Moim zdaniem kogokolwiek byśmy nie wylosowały, to do każdego meczu, znając naszego trenera, będziemy podchodzić bardzo poważnie i skupiać się krok po kroku na zwycięstwach. Są rzeczywiście osoby, które mówią, że niekoniecznie dobrze jest grać w łatwej grupie, bo potem może być znacznie trudniej. Tak naprawdę jednak na każdym etapie turnieju mogłybyśmy trafić albo na dobry albo na nieco słabszy zespół, więc nie ma co o tym myśleć, tylko trzeba jak zawsze skupiać się na pojedynczych spotkaniach. Będziemy po prostu chciały zbierać sukcesywnie zwycięstwa.
TAURON Liga: Turniej finałowy VNL w Atlas Arenie w Łodzi, to też będzie wyjątkowe wydarzenie, zwłaszcza, że w Lidze Narodów macie w ostatnich sezonach bardzo udaną passę?

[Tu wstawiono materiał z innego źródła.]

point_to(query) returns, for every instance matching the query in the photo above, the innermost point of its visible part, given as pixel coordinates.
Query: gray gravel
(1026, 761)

Tak. Myślę, że tym razem już może nie tylko będziemy chciały powtórzyć brązowe medale, tylko zdobyć w Łodzi jeszcze coś więcej. Mam nadzieję, że w nowym sezonie reprezentacyjnym to się nam uda, a samo to, że będziemy mogły grać przed polską publicznością będzie nam dawało jeszcze więcej radości i motywacji do tego, żeby dać z siebie bardzo dużo.
TAURON Liga: W kontekście nowego sezonu wiele się mówi o rywalizacji rozgrywających, a to przez zakończenie kariery reprezentacyjnej przez Joanną Wołosz. Na pozycji libero też jednak zapowiada się ciekawa rywalizacja, co pokazał zeszły sezon, w którym wykorzystała pani swoją szansę?
Myślę, że to jest w naszym zespole bardzo fajne, że rywalizacja jest na wszystkich pozycjach, bo przez to też podnosimy swoje umiejętności. Na pewno po ubiegłym sezonie przybyło mi więcej doświadczenia. Widzę po sobie, że jestem w stanie jeszcze więcej dać drużynie i to poza aspektami tylko siatkarskimi, więc to mnie bardzo cieszy.